Così l’appello rinvia la pena  

da Il Sole 24 ore del 22.5.98 

di Mario Chiavario 
Cuntrera, come Gelli, uccel di bosco perché “presunto innocente”?  Posta in questi termini, la domanda ha quasi il sapore di un sarcasmo aggiuntivo, rispetto ai tanti cui si sono prestati taluni dettagli tragicomici delle recentessime sparizioni di “venerabili” e di “pezzi da novanta” (sino alla quasi incredibile storia del fax di particolare “allerta” lasciato per cinque giorni sulla scrivania di un magistrato assente...). 
Mentre le più strumentali polemiche politiche sembrano lasciare il posto, da un lato all’esigenza di una ricerca puntuale di singole responsabilità, disciplinari o d’altro genere, per fatti specifici, dall’altro alla riflessione sulle cause più profonde delle disfunzioni, quella domanda assume però un diverso spessore se la si intende come contributo, sia pur provocatorio, a riconsiderare le conseguenze di un modo tutto “italiano” di concepire e di realizzare quello che, ben inteso, nel suo nucleo essenziale resta uno dei più basilari capisaldi di un processo penale “liberale”: la presunzione, appunto, d’innocenza. 
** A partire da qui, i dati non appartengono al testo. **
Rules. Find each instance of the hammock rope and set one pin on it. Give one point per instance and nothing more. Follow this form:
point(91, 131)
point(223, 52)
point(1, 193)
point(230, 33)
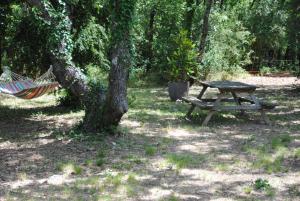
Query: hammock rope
point(26, 88)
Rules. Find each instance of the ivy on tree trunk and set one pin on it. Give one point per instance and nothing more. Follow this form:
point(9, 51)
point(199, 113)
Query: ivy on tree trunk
point(104, 108)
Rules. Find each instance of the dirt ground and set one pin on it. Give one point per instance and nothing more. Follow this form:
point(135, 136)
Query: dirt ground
point(158, 155)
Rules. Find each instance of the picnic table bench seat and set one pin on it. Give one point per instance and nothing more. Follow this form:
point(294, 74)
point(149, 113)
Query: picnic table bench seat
point(242, 99)
point(207, 103)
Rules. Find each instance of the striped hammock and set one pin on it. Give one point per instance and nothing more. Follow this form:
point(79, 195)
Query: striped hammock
point(26, 88)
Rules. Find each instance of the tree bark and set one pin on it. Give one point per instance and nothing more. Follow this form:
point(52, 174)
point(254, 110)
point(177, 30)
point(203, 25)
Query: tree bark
point(103, 109)
point(149, 38)
point(116, 104)
point(205, 28)
point(189, 16)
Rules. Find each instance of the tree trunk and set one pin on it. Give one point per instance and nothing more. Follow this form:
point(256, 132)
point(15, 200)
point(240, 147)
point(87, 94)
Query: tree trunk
point(116, 104)
point(189, 16)
point(205, 28)
point(102, 110)
point(149, 37)
point(204, 34)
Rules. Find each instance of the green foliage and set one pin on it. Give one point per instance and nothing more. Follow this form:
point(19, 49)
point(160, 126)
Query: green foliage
point(261, 184)
point(150, 150)
point(91, 45)
point(70, 168)
point(184, 160)
point(229, 46)
point(66, 99)
point(280, 141)
point(100, 162)
point(183, 60)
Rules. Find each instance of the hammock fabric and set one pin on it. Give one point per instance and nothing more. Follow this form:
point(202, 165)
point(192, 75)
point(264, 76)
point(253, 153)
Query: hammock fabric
point(26, 88)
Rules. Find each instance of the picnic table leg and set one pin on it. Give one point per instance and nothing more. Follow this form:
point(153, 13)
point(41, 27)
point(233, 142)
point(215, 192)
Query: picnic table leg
point(238, 102)
point(212, 112)
point(208, 117)
point(264, 117)
point(193, 106)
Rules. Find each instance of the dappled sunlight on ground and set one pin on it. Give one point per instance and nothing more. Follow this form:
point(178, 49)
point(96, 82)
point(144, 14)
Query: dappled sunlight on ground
point(158, 155)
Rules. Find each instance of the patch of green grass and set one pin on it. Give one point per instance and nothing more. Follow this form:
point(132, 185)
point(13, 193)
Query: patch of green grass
point(170, 198)
point(131, 185)
point(114, 180)
point(101, 153)
point(261, 184)
point(271, 155)
point(100, 162)
point(150, 150)
point(297, 153)
point(248, 189)
point(89, 162)
point(184, 160)
point(70, 168)
point(294, 191)
point(223, 167)
point(280, 141)
point(269, 164)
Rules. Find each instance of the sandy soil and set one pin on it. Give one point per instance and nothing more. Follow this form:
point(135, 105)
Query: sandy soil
point(219, 170)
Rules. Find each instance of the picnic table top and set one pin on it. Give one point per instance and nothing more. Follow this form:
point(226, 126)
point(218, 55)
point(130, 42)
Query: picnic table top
point(229, 85)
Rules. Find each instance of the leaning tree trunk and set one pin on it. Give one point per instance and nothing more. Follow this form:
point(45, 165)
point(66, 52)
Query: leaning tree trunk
point(116, 104)
point(205, 28)
point(204, 34)
point(150, 36)
point(189, 16)
point(103, 110)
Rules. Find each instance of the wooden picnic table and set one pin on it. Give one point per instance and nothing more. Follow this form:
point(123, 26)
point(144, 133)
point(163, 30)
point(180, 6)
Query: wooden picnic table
point(242, 99)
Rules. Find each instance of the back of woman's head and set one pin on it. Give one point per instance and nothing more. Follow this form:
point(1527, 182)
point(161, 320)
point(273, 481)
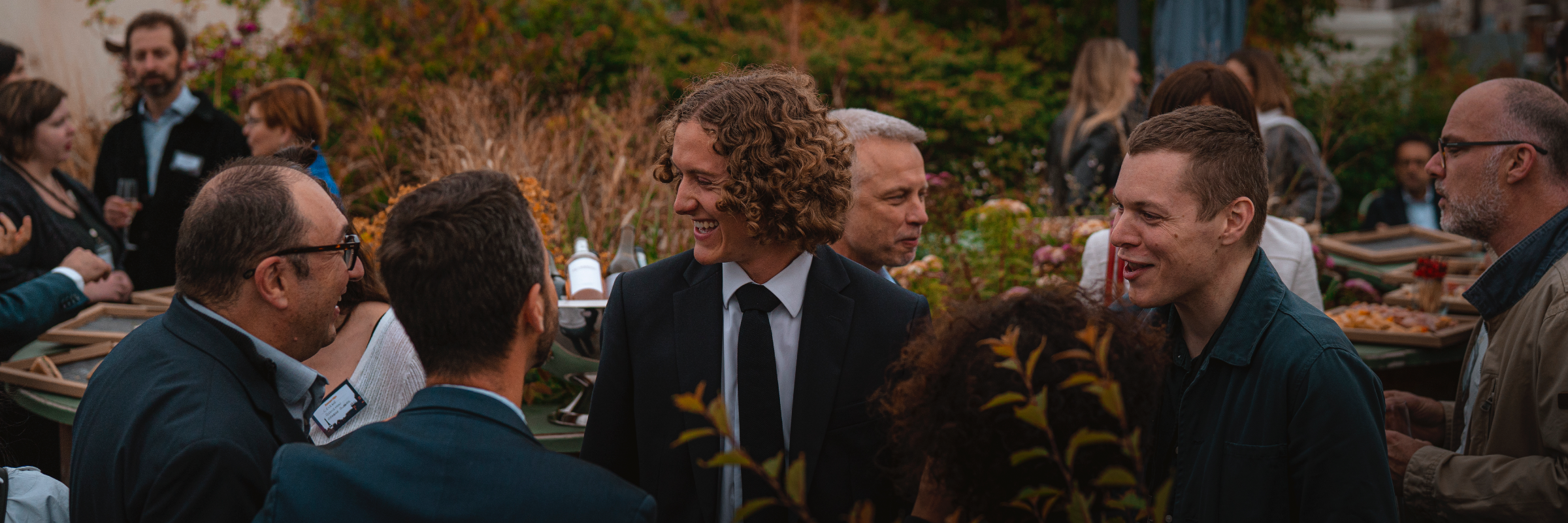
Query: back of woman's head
point(1271, 87)
point(292, 104)
point(24, 104)
point(1203, 84)
point(1102, 87)
point(947, 376)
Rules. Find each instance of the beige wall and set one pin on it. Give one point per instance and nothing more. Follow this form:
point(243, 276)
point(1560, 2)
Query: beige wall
point(63, 51)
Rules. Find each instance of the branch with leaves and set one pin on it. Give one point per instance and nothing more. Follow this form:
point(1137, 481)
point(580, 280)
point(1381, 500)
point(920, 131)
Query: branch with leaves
point(1125, 492)
point(791, 487)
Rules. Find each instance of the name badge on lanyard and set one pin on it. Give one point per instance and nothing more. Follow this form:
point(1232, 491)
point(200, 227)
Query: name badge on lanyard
point(338, 409)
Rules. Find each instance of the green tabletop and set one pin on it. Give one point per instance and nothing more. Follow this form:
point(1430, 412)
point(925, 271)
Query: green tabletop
point(554, 437)
point(1393, 357)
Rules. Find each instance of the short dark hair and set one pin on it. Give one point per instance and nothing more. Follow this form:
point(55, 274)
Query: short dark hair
point(789, 165)
point(1271, 87)
point(459, 258)
point(240, 217)
point(1224, 148)
point(1186, 87)
point(1409, 139)
point(150, 20)
point(25, 104)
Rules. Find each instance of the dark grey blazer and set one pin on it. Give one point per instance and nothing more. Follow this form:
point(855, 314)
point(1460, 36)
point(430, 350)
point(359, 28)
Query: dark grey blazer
point(662, 335)
point(179, 424)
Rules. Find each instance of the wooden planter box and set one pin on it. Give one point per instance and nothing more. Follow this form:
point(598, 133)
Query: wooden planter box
point(1439, 340)
point(44, 373)
point(1396, 244)
point(103, 322)
point(161, 297)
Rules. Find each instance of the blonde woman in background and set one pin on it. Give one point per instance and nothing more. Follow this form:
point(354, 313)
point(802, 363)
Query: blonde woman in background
point(1302, 184)
point(287, 114)
point(1090, 135)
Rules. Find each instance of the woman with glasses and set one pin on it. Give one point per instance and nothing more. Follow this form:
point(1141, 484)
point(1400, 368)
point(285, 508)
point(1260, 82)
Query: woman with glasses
point(35, 139)
point(1413, 200)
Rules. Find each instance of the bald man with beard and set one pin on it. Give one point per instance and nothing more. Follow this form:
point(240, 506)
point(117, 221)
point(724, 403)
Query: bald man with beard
point(1499, 453)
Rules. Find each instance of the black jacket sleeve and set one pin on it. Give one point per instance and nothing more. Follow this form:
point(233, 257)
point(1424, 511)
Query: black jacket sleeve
point(209, 481)
point(610, 440)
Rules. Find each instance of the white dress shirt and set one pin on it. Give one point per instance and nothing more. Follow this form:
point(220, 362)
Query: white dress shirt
point(789, 286)
point(1286, 245)
point(155, 133)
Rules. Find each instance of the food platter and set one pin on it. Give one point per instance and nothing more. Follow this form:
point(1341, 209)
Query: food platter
point(67, 373)
point(103, 322)
point(162, 295)
point(1435, 332)
point(1396, 244)
point(1407, 297)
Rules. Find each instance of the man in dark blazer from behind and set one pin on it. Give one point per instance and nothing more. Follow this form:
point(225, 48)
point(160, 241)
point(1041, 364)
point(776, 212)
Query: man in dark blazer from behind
point(792, 335)
point(468, 274)
point(182, 418)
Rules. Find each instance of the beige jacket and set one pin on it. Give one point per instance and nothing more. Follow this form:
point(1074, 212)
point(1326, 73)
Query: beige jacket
point(1515, 462)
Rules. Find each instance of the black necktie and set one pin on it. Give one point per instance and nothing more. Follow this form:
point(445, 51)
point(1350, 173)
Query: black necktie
point(758, 382)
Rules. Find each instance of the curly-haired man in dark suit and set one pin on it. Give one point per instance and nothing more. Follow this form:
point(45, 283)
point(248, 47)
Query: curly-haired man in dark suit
point(791, 333)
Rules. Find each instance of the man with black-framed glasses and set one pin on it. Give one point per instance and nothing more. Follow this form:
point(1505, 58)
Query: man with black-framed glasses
point(182, 420)
point(1496, 451)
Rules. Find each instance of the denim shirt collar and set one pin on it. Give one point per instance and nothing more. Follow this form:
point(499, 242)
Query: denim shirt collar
point(1250, 314)
point(1520, 269)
Alla radice — bisogna ammetterlo — sta il collegamento tra la formula diretta a esprimere il principio nell’articolo 27 della nostra Costituzione («L’imputato non è considerato colpevole sino alla condanna definitiva») e un sistema di impugnazioni penali che tradizionalmente poggia sul riconoscimento pressoché generalizzato di un diritto all’appello e sulla consacrazione, a sua volta addirittura a livello costituzionale, della ricorribilità per Cassazione di tutte le sentenze. È la regola, insomma, dei tre gradi di giudizio come tappe normali del processo.  Ne viene che appelli e ricorsi risultano il più delle volte usati, non per ottenere modifiche (spesso insperabili) dei giudizi di colpevolezza formulati dai giudici di primo grado, ma soltanto per prolungare artificiosamente la durata dei processi, sperando nella prescrizione oppure in una scarcerazione per decorso dei termini massimi di detenzione “cautelare”. E l’apparato giudiziario è così costretto ad affannose acrobazie — non sempre coronate, e talvolta non coronabili già in partenza, da successo — per “rispondere” a tutta una serie di manovre, impensabili in altri Paesi nei quali, ben più che in Italia, ci si preoccupa sì di limitare rigorosamente i casi di vera e propria “detenzione in attesa di giudizio”, ma poi non ci si scandalizza se — in armonia, del resto, con quanto stabilito anche dalla Convenzione europea dei diritti dell’uomo — le condanne a pene detentive possono comportare, in quanto tali, una immediata esecutività della sanzione (fermo restando, per il condannato, il diritto di impugnare la sentenza al fine di veder correggere o annullare eventuali errori e di ottenerne la riparazione). 
È una tematica, questa, che in Italia si ha sempre una notevole ritrosia ad affrontare, se non sulla spinta di episodi clamorosi come quelli di questi giorni, quando lo stesso capo dello Stato — peraltro, da sempre attento e geloso custode del patrimonio storico della prima parte della Carta del ’48 — si spinge a suggerire come naturale una lettura della presunzione d’innocenza limitata ai due gradi del giudizio di merito, in una prospettiva che appare antitetica rispetto alle correnti interpretazioni (ma, a dire il vero, anche rispetto al tenore letterale) dell’articolo 27.  Come sempre, la strada per conciliare esigenze (reali) di garanzia ed esigenze (altrettanto reali) di difesa della società e di correttezza complessiva dell’amministrazione della giustizia è verosimilmente tutt’altro che semplice. C’è però anche da domandarsi se sia sempre stato sfruttato fino in fondo il complesso di meccanismi compensativi già oggi esistenti, a partire da quello che, «nei confronti dell’imputato scarcerato per decorrenza dei termini», consente al giudice di disporre, «qualora permangano le ragioni che avevano giustificato la custodia cautelare, le altre misure cautelari di cui ricorrono i presupposti» e che giunge sino al ripristino della custodia nel caso di trasgressione a tali misure o di accertato pericolo di fuga da parte del condannato, nonché alla legittimazione del fermo di polizia giudiziaria per l’imputato che, trasgredendo alle prescrizioni a lui imposte all’atto della sua scarcerazione, si sia effettivamente dato alla fuga.